The principal was of course delighted. He knew about this class and its reputation for incorrigibility. And one day he called her into his office and asked her: What did you do? She felt compelled to tell him the truth. She confessed that when he had been out of town, she had looked up children’s IQs.

The principal forgave her. Congratulated her. Then he said something surprisingÊ "I think you should know, Mrs. Dougherty—those numbers, next to the children’s names, they’re not IQ scores, they’re their locker numbers."

I heard this story from Dr. Carl Boyd, who is president of an educational foundation in Kansas City. He says the story is true, and I believe him. The moral for teachers is obvious: demand and expect excellence from students and you’ll get the best they can give. Be tough on them. Be like Mrs. Dougherty.

Some of you may think that this is self-evident, that it’s only common sense. Who questions setting and enforcing high standards for students? The answer is a lot of education experts. Many professors and deans at our leading schools of education have convinced themselves and others that American children are vulnerable, fragile, and in crisis. They believe children are harmed by teachers who enforce high standards. They want teachers to pay attention to the child’s self-esteem and emotional stability. The fashion in many classrooms is for teachers to break the class up into small, non-threatening, cooperative learning groups – the teacher is more of a supportive facilitator—rather than a demanding task master. In the early nineties it was the girls who were portrayed as being at special risk, in need of a therapeutic pedagogy; now it’s the boys as well.

My own view is that the child-crisis is a myth. And I believe that taking a therapeutic approach to education is a very bad ideaÊfor all students. But, as I shall try to show, it is especially harmful to boys. The idea that our children are fragile, being harmed by the dominant culture which forces them into feminine or masculine gender stereotypes, is now the fashion in education. Let me tell you who promoted and popularized this idea and then give you my reasons for rejecting it.

The girl-crisis came first and a single professor at Harvard University is the person most responsible for promulgating it. In 1989, Carol Gilligan, a professor at the Harvard School of Education and a pioneer in the field of women’s psychology, announced her finding that the nation’s adolescent girls were in crisis. In her words, "As the river of a girl’s life flows into the sea of Western culture, she is in danger of drowning or disappearing." Gilligan believes girls are silenced –"they lose their voice" as they enter adolescence in our male-centered society. Her distressing portrait of endangered girls had no basis in reality—as I shall show. But it fascinated an uncritical media who helped gain for it a widespread acceptance.

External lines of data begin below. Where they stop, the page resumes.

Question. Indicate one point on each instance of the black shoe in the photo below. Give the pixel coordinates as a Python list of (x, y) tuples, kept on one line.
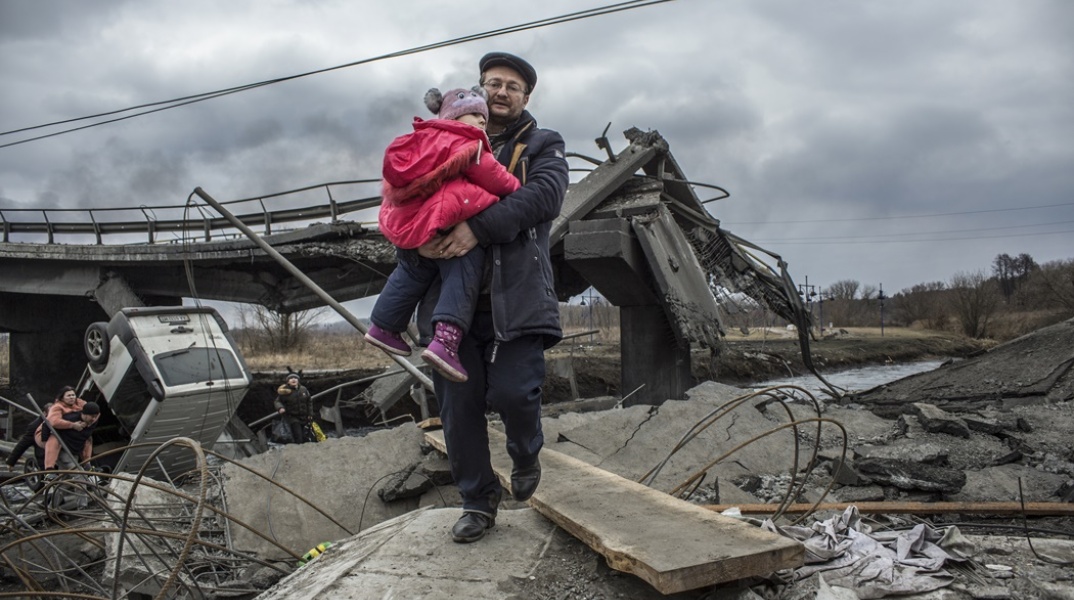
[(524, 481), (472, 527)]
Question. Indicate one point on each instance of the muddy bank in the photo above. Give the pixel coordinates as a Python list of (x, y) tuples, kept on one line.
[(595, 367)]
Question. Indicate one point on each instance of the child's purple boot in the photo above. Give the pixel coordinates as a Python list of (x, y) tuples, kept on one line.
[(443, 353), (389, 341)]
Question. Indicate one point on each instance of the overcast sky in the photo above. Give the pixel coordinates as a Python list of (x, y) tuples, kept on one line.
[(890, 143)]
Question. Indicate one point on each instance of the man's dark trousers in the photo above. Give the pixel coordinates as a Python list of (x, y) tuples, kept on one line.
[(511, 386)]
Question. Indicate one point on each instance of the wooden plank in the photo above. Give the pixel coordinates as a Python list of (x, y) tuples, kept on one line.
[(1013, 509), (669, 543)]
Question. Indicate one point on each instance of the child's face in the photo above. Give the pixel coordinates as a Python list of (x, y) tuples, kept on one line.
[(474, 119)]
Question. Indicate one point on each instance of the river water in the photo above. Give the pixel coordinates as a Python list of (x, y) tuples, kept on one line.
[(857, 379)]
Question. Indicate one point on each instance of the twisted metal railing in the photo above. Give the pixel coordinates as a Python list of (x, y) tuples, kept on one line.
[(270, 209)]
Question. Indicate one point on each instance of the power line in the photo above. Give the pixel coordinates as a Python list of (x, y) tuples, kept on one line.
[(899, 216), (174, 103), (918, 233), (842, 242)]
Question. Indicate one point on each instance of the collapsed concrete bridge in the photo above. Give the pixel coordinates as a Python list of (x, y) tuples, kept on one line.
[(634, 229)]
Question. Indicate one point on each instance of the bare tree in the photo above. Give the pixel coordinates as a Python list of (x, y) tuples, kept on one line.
[(845, 289), (974, 298), (1054, 284), (277, 332), (922, 304), (1012, 273)]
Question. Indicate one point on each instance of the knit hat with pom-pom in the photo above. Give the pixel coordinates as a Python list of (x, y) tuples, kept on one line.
[(458, 102)]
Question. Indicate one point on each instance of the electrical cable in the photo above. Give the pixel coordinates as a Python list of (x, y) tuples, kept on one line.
[(183, 101), (928, 216)]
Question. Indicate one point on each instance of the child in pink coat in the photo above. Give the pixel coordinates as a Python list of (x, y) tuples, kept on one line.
[(435, 177)]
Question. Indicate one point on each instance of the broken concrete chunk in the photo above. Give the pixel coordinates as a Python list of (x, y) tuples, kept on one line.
[(939, 421), (905, 474), (860, 494), (983, 425), (928, 453), (408, 483)]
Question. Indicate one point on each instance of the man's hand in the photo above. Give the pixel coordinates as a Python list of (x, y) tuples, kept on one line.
[(455, 244)]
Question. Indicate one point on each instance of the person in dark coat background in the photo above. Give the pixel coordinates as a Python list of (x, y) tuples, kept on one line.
[(295, 407)]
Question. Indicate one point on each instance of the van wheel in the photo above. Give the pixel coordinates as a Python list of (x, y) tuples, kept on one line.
[(31, 470), (96, 344)]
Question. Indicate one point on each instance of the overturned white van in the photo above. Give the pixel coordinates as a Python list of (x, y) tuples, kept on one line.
[(161, 372)]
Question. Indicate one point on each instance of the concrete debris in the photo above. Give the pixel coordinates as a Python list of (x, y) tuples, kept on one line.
[(937, 421), (906, 474)]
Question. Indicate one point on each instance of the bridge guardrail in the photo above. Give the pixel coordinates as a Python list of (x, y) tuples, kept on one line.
[(293, 206)]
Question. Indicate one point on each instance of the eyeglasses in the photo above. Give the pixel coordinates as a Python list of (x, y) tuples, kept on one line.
[(495, 85)]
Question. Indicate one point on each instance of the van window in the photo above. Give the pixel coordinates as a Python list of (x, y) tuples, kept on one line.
[(193, 365)]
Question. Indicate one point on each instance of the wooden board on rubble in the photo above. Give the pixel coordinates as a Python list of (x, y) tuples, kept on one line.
[(671, 544)]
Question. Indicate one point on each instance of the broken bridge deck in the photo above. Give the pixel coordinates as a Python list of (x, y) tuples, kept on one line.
[(671, 544)]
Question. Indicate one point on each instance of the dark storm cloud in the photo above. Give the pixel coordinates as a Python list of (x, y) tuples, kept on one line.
[(816, 112)]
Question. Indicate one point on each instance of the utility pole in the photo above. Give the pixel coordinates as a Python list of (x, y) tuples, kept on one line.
[(819, 303), (808, 292), (590, 292), (882, 297)]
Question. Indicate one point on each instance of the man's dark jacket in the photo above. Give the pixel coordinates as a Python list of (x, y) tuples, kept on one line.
[(516, 231)]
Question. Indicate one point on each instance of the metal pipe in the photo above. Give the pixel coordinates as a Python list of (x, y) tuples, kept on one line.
[(309, 283)]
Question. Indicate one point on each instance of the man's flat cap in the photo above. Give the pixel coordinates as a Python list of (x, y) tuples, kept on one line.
[(504, 59)]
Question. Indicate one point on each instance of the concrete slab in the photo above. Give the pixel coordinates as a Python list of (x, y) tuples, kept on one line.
[(632, 441), (338, 476), (671, 544), (412, 556)]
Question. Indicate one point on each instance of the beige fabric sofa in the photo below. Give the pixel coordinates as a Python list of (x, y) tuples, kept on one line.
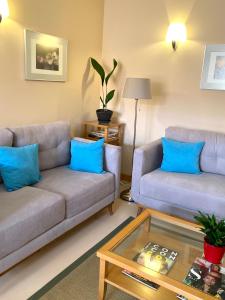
[(34, 216)]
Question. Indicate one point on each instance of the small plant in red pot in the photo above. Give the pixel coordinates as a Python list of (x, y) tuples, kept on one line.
[(214, 243)]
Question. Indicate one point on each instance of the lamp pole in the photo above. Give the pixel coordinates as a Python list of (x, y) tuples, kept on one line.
[(135, 88)]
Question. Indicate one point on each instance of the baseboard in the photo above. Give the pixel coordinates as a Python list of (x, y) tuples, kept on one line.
[(125, 177)]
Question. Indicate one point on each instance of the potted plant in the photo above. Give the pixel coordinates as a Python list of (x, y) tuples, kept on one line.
[(214, 242), (104, 115)]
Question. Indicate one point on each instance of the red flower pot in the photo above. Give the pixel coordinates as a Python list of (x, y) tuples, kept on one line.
[(212, 253)]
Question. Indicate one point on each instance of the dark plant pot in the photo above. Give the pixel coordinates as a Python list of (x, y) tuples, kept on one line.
[(104, 115), (212, 253)]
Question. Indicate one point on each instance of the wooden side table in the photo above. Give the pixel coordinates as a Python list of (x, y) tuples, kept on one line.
[(111, 132)]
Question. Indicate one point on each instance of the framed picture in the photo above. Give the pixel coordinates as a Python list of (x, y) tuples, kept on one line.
[(45, 57), (213, 71)]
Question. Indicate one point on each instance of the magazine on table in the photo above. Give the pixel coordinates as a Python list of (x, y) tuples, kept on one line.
[(156, 258), (207, 277), (142, 280)]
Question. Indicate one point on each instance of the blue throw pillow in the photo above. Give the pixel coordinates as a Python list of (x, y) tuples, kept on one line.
[(181, 157), (19, 166), (87, 157)]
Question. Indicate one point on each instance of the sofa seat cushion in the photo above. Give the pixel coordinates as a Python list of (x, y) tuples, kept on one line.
[(26, 214), (205, 192), (81, 190)]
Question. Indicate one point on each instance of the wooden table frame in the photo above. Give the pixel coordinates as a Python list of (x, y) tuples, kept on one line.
[(107, 257), (96, 125)]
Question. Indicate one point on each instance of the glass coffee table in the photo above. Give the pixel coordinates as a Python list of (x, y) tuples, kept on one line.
[(180, 236)]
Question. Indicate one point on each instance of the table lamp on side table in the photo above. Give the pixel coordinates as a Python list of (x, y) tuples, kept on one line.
[(136, 88)]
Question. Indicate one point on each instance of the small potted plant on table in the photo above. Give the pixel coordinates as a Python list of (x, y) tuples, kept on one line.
[(214, 242), (104, 115)]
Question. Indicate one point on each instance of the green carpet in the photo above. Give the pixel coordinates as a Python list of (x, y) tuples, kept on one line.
[(79, 281)]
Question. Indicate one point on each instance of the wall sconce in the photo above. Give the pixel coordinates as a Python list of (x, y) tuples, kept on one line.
[(4, 9), (176, 33)]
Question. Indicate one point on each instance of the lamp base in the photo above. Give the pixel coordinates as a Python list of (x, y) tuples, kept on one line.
[(126, 195)]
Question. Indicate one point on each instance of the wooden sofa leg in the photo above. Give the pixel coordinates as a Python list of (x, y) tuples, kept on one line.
[(110, 209)]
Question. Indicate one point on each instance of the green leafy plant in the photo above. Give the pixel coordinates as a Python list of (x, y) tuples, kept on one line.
[(106, 96), (214, 229)]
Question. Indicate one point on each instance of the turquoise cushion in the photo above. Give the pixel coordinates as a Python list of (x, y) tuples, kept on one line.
[(87, 157), (19, 166), (181, 157)]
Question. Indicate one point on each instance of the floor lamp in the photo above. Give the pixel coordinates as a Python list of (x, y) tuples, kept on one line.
[(135, 88)]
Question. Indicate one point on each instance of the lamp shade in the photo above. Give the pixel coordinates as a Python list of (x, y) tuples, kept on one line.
[(137, 88)]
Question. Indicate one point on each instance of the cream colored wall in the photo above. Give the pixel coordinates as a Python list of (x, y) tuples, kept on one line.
[(25, 102), (134, 33)]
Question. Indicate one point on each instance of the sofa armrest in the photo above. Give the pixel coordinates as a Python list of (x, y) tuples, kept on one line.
[(146, 159), (112, 162)]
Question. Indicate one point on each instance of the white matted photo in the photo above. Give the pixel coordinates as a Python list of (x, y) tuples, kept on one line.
[(45, 57), (213, 71)]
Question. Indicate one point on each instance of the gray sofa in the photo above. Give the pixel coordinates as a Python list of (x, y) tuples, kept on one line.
[(178, 193), (34, 216)]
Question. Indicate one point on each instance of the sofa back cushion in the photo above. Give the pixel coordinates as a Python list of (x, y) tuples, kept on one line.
[(212, 157), (6, 139), (53, 140)]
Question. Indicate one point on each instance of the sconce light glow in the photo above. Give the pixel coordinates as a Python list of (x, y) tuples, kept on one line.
[(176, 33), (4, 9)]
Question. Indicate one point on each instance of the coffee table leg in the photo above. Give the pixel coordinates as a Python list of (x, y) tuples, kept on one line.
[(102, 283), (147, 225)]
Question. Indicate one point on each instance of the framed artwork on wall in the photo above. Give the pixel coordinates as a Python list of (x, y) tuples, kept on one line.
[(213, 71), (45, 57)]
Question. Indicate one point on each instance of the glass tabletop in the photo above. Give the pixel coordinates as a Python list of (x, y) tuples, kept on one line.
[(162, 247)]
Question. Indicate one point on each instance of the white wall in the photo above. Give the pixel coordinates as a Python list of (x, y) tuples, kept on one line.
[(134, 33)]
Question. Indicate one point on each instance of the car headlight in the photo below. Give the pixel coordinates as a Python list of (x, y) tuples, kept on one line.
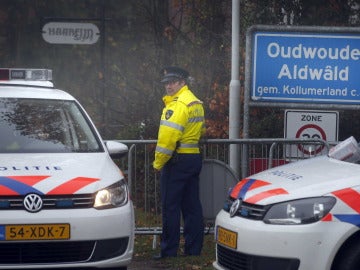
[(297, 212), (113, 196)]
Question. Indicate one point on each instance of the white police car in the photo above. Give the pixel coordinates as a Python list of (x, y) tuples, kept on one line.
[(300, 216), (63, 201)]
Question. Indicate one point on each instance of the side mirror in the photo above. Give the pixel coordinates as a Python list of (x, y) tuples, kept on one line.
[(116, 150)]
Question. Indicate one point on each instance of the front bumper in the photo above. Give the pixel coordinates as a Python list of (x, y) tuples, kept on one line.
[(261, 246), (99, 238)]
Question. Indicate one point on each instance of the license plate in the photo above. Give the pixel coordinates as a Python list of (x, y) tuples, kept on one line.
[(226, 237), (36, 232)]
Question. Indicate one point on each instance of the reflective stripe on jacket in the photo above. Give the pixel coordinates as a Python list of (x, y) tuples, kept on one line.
[(181, 126)]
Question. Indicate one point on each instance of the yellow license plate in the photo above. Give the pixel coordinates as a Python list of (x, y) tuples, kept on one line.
[(37, 232), (226, 237)]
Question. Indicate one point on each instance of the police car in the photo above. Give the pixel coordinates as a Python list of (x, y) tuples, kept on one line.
[(301, 216), (63, 201)]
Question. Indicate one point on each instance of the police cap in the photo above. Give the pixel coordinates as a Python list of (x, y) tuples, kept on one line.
[(174, 73)]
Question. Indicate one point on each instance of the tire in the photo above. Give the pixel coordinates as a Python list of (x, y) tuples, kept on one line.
[(350, 259)]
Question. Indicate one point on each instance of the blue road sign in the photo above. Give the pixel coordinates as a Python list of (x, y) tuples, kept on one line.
[(306, 67)]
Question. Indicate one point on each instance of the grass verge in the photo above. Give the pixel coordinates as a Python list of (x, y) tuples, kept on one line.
[(146, 247)]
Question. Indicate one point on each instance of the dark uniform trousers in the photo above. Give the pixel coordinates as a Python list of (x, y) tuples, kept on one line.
[(179, 184)]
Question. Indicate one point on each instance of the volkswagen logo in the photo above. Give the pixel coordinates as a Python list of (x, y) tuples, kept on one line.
[(235, 207), (32, 203)]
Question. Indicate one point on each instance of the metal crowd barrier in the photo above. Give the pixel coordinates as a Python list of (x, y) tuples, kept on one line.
[(256, 155)]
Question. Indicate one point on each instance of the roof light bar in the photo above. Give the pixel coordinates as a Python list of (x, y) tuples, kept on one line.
[(7, 74)]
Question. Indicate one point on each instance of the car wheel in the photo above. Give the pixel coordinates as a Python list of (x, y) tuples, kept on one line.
[(350, 259)]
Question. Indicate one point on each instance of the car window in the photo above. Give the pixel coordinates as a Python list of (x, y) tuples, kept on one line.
[(45, 126)]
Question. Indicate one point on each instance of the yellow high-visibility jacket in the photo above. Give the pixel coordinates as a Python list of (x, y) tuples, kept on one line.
[(181, 126)]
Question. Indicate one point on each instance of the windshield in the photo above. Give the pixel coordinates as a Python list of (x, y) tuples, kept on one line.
[(44, 126)]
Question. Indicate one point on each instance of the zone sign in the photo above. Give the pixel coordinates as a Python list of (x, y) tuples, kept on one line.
[(310, 124)]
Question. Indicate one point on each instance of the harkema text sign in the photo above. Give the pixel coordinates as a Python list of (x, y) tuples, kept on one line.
[(305, 66)]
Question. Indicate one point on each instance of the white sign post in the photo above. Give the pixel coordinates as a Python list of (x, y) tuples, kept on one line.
[(70, 33), (310, 124)]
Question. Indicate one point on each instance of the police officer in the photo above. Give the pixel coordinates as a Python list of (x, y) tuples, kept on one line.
[(178, 158)]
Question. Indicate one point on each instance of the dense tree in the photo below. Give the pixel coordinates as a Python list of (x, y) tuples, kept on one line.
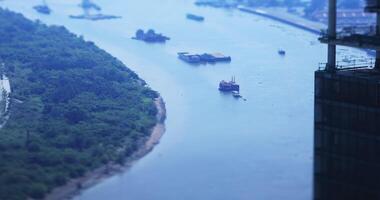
[(74, 107)]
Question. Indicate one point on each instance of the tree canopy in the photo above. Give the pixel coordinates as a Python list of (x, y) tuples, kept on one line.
[(73, 108)]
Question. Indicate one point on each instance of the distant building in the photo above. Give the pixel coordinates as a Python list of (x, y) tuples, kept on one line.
[(347, 17), (347, 118)]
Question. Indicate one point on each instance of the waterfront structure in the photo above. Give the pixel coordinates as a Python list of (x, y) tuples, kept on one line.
[(347, 116)]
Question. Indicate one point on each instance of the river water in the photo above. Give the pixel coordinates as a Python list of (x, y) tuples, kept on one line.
[(215, 147)]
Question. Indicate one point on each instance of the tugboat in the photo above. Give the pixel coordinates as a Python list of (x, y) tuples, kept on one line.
[(203, 58), (195, 17), (150, 36), (43, 8), (230, 86)]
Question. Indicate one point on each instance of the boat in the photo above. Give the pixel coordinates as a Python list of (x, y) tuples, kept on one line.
[(229, 86), (150, 36), (43, 8), (94, 17), (203, 58), (236, 94), (190, 58), (87, 5), (195, 17)]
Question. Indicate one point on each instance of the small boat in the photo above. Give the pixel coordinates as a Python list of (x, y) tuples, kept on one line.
[(236, 94), (203, 58), (150, 36), (195, 17), (43, 8)]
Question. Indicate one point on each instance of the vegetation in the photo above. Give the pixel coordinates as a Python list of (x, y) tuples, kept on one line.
[(74, 107)]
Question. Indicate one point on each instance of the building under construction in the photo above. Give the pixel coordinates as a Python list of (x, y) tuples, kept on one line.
[(347, 118)]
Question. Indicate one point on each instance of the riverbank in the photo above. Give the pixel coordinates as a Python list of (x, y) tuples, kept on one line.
[(76, 186), (280, 15)]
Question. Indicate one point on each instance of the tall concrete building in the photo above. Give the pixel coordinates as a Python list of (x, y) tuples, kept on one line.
[(347, 118)]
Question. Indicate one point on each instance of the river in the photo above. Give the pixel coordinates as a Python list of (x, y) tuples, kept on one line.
[(215, 147)]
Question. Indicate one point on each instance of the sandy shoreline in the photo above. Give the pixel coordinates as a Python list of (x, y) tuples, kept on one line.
[(75, 186)]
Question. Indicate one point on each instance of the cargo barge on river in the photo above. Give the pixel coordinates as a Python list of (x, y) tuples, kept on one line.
[(203, 58), (229, 86), (150, 36)]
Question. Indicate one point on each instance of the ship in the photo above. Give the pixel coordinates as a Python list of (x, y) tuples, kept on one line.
[(281, 52), (203, 58), (229, 86), (43, 8), (236, 94), (150, 36), (195, 17)]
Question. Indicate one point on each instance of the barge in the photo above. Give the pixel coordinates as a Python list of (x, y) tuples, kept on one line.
[(43, 9), (203, 58), (150, 36), (229, 86), (195, 17)]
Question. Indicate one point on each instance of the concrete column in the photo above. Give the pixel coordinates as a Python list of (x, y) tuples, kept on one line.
[(377, 64), (331, 58)]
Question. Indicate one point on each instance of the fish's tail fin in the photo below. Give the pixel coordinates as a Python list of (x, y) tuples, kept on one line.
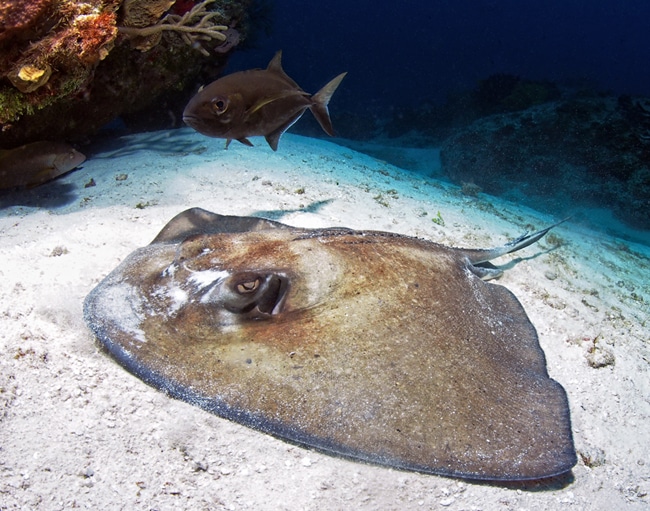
[(320, 101)]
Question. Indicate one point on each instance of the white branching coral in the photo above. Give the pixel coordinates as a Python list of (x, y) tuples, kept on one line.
[(194, 27)]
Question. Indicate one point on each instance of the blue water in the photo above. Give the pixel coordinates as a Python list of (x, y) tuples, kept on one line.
[(412, 51), (408, 58)]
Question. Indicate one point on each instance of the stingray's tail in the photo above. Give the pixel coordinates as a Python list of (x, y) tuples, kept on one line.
[(320, 102), (525, 240)]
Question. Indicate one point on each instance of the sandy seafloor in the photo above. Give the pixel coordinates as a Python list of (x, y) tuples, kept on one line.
[(78, 431)]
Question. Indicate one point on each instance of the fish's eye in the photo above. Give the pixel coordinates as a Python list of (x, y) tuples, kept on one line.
[(219, 105), (248, 286)]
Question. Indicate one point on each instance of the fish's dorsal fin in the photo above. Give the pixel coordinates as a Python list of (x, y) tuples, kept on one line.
[(275, 66)]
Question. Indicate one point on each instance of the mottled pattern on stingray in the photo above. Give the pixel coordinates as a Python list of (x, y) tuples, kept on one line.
[(369, 345)]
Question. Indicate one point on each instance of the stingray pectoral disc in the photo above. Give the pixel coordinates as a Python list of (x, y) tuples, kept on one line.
[(368, 345)]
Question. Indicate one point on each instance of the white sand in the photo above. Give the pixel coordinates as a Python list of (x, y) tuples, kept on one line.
[(77, 430)]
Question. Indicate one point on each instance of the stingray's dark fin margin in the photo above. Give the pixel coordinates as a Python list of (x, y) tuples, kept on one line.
[(200, 221), (525, 240)]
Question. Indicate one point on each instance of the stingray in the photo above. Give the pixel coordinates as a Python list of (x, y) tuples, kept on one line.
[(369, 345)]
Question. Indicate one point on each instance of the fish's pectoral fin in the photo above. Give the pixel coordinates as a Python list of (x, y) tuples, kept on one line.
[(273, 138), (270, 99), (320, 101)]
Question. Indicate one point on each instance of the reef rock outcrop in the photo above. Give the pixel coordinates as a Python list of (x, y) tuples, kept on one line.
[(67, 67)]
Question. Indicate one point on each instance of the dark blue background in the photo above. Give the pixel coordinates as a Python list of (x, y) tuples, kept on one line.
[(401, 53)]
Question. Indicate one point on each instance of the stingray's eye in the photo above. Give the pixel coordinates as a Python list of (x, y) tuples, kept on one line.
[(249, 286), (219, 105)]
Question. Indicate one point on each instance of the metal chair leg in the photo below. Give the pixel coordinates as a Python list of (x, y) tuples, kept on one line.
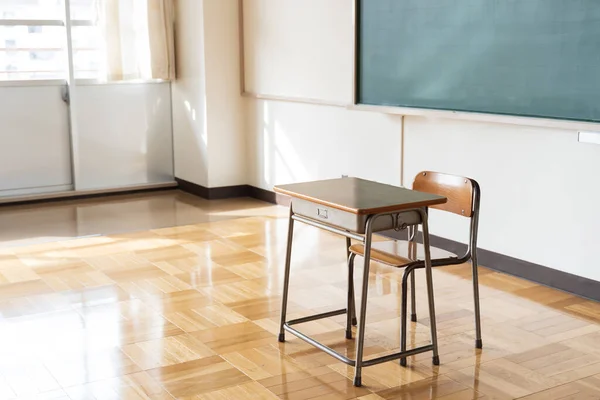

Soon after Gilligan issued her admonition about our drowning, silenced, and disappearing daughters, feminist researchers and women’s advocacy groups began reporting that the nation’s teenaged girls are academically "shortchanged," drained of their self-esteem by a society that favors boys. The American Association of University Women called what was happening to girls "an unacknowledged American tragedy." The state of the nation’s girls was being described in increasingly lurid terms. A Los Angeles Times writer talked of the "widespread process of psychic suicide among ordinary teenage girls." Here is Mary Pipher in Reviving Ophelia: Saving the Selves of Adolescent Girls (this book stayed high on the New York Times bestseller list for more than one year). According to Pipher:

Something dramatic happens to girls in early adolescence. Just as planes and ships disappear mysteriously into the Bermuda Triangle, so do the selves of girls go down in droves. They crash and burn.

The allegedly low estate of America’s girls moved the United States Congress to pass the Gender Equity Act, categorizing girls as an "under-served population" on a par with other discriminated-against minorities. Millions in grants were awarded to study the plight of girls and to learn how to cope with the insidious bias against them. At the Fourth World Conference on Women in Beijing, the American delegation presented the educational and psychological deficits of American girls as a pressing human rights issue.

Later in the 90’s, the crisis talk would turn to boys. Here again Gilligan is a moving spirit. She claims to have found that boys too are traumatized by the way they are "socialized" in what she calls the "patriarchal social order." She and some of her male disciples in the New England area are promoting a movement to rescue boys from the hostile male culture that is harming them. You may already have noticed a lot of recent stories about the crashing "selves" of boys. On June 4, 1998, McLean Hospital, the psychiatric teaching hospital of the Harvard Medical School, issued a two–page press release announcing the results of a new study on boys. The study, entitled "Listening to Boys’ Voices," was conducted by Dr. William Pollack, Director of the Center for Men at McLean Hospital and assistant professor of psychology at Harvard. Pollack’s conclusions are sweeping and alarming. He says that even seemingly normal boys are "in trouble"—they are "disconnected," unable to relate to people and unable to express emotions. Echoing the talk of girls as Ophelias, Pollack refers to American boys as "young Hamlets [who] succumb to an inner state of Denmark." He urges immediate action on a nationwide scale: "[A]s a nation, we must address these boys’ pain before it reaches epidemic proportions and severely disrupts our society."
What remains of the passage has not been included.